Silvia Salis, la forza gentile di cui il centrosinistra ha bisogno

Dalla pedana olimpica alla guida di Genova: un esempio di leadership concreta che il campo progressista farebbe bene a non ignorare.

Silvia Salis

Nel panorama spesso grigio e autoreferenziale della politica italiana, l’elezione di Silvia Salis a sindaca di Genova appare come una ventata d’aria fresca, carica di significato e, soprattutto, di possibilità. Non è solo la storia dell’ex atleta che diventa prima cittadina della sua città natale, ma il simbolo di una politica che potrebbe tornare a parlare un linguaggio comprensibile, ispirato, e profondamente radicato nella realtà delle persone. Una politica che serve e non si serve.

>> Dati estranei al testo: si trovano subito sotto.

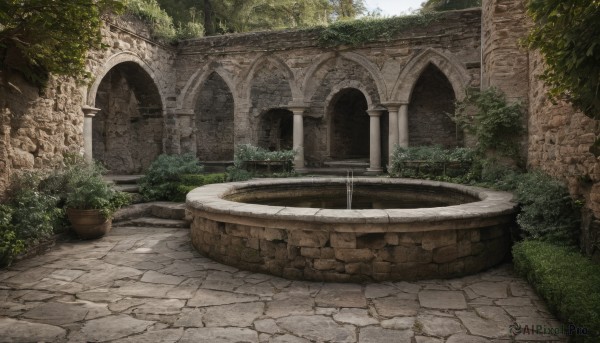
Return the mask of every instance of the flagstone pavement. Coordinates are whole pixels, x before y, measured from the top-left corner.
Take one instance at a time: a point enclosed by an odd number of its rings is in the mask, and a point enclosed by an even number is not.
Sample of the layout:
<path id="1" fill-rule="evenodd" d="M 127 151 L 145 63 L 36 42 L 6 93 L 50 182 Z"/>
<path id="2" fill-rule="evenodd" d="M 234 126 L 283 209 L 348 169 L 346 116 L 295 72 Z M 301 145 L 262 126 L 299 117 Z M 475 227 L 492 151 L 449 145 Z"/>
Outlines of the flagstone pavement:
<path id="1" fill-rule="evenodd" d="M 450 280 L 290 281 L 202 257 L 186 229 L 117 227 L 0 270 L 0 342 L 566 342 L 532 326 L 560 323 L 510 264 Z"/>

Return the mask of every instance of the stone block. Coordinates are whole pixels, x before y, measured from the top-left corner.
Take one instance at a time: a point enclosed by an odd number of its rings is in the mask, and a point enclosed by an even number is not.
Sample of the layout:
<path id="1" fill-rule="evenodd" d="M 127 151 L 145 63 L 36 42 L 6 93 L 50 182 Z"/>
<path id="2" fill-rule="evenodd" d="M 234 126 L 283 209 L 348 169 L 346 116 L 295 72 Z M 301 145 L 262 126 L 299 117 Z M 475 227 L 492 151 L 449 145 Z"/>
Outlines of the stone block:
<path id="1" fill-rule="evenodd" d="M 335 258 L 344 262 L 369 262 L 373 257 L 370 249 L 335 249 Z"/>
<path id="2" fill-rule="evenodd" d="M 431 259 L 432 259 L 431 251 L 427 251 L 419 246 L 414 246 L 414 245 L 399 245 L 399 246 L 393 248 L 393 255 L 392 255 L 391 262 L 427 263 L 427 262 L 431 262 Z"/>
<path id="3" fill-rule="evenodd" d="M 385 245 L 384 233 L 369 233 L 356 237 L 356 247 L 358 249 L 381 249 Z"/>
<path id="4" fill-rule="evenodd" d="M 321 248 L 321 258 L 335 258 L 335 249 Z"/>
<path id="5" fill-rule="evenodd" d="M 287 232 L 284 229 L 265 228 L 263 231 L 263 239 L 268 241 L 286 241 Z"/>
<path id="6" fill-rule="evenodd" d="M 331 246 L 333 248 L 356 248 L 356 234 L 351 232 L 332 232 Z"/>
<path id="7" fill-rule="evenodd" d="M 433 251 L 433 262 L 448 263 L 458 258 L 458 248 L 455 245 L 437 248 Z"/>
<path id="8" fill-rule="evenodd" d="M 385 243 L 387 245 L 398 245 L 399 243 L 398 234 L 395 232 L 388 232 L 385 234 Z"/>
<path id="9" fill-rule="evenodd" d="M 300 248 L 300 255 L 302 255 L 304 257 L 310 257 L 310 258 L 320 258 L 321 257 L 321 249 L 302 247 L 302 248 Z"/>
<path id="10" fill-rule="evenodd" d="M 390 262 L 373 262 L 373 273 L 389 273 L 391 270 Z"/>
<path id="11" fill-rule="evenodd" d="M 283 268 L 283 277 L 286 279 L 300 280 L 304 273 L 296 268 Z"/>
<path id="12" fill-rule="evenodd" d="M 454 244 L 456 244 L 455 230 L 424 232 L 421 241 L 421 246 L 425 250 L 433 250 Z"/>
<path id="13" fill-rule="evenodd" d="M 288 244 L 298 247 L 324 247 L 329 237 L 327 232 L 293 230 L 290 231 Z"/>
<path id="14" fill-rule="evenodd" d="M 337 267 L 338 261 L 332 259 L 316 259 L 313 261 L 313 268 L 317 270 L 333 270 Z"/>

Salis non è una professionista della politica nel senso più deteriore del termine. È una donna che ha conosciuto la disciplina, il sacrificio e la sconfitta, come accade nello sport, e come raramente accade nella carriera imbalsamata di molti dirigenti di partito. È cresciuta nel cuore popolare di Genova, figlia di un militante comunista e storico custode dell’impianto sportivo di Villa Gentile. Il suo percorso, da atleta olimpica a dirigente del Coni fino all’elezione a sindaca con il 54,1% dei voti al primo turno, parla di un talento naturale per la leadership, e di una capacità di unire mondi e sensibilità diverse, dai cittadini comuni agli apparati istituzionali.

La sua candidatura, civica, autonoma, ma sostenuta da una coalizione larga che ha messo insieme PD, Movimento 5 Stelle, Italia Viva, Azione e la sinistra ecologista, è riuscita dove spesso il centrosinistra fallisce: tenere insieme le sue anime senza trasformarle in correnti centrifughe. Silvia Salis non ha promesso miracoli, ma ha saputo parlare con semplicità e fermezza di temi concreti: lavoro stabile, povertà educativa, servizi pubblici, transizione ecologica, rigenerazione urbana. Ha mostrato che la competenza può essere appassionata, e che la passione può essere lucida.

In un’Italia che cerca disperatamente nuovi volti credibili,  Silvia Salis si staglia come una figura potenzialmente decisiva per il futuro del centrosinistra. Perché non ha bisogno di farsi leader: lo è già nei fatti. Perché rappresenta una generazione che ha visto il crollo delle ideologie e pretende ora una politica che funzioni. E perché il suo successo parla anche a quella parte di Paese che si è rifugiata nell’astensione, disillusa da un campo progressista incapace di darsi una visione comune e un metodo condiviso.

La domanda, allora, non è se Silvia Salis possa essere una futura leader nazionale del centrosinistra. La domanda vera è: il centrosinistra sarà in grado di riconoscerla, sostenerla, proteggerla dalla tentazione tutta italiana di logorare chi emerge senza aver fatto la trafila dei circoli, delle tessere e delle correnti?

Il centrosinistra è malato di autoreferenzialità, perennemente intrappolato tra le ambizioni personali dei suoi dirigenti e le litigiosità delle sue sigle. Ha bisogno come il pane di figure come Silvia Salis, capaci di parlare a tutti senza tradire sé stesse, di unire senza appiattire. Ma per farlo, deve prima decidere cosa vuole essere: un fronte litigioso di minoranze velleitarie o una casa politica ampia e solida, dove chi ha qualcosa da dire e da fare trovi davvero spazio.

Silvia Salis ha iniziato il suo cammino da sindaca con parole semplici e forti: “Genova deve diventare più giusta, più solidale e più forte”. Sarebbe un errore limitare quella visione ai confini della sua città. È tempo che il centrosinistra tutto, se ancora vuole avere un futuro, ascolti con attenzione. E, per una volta, impari.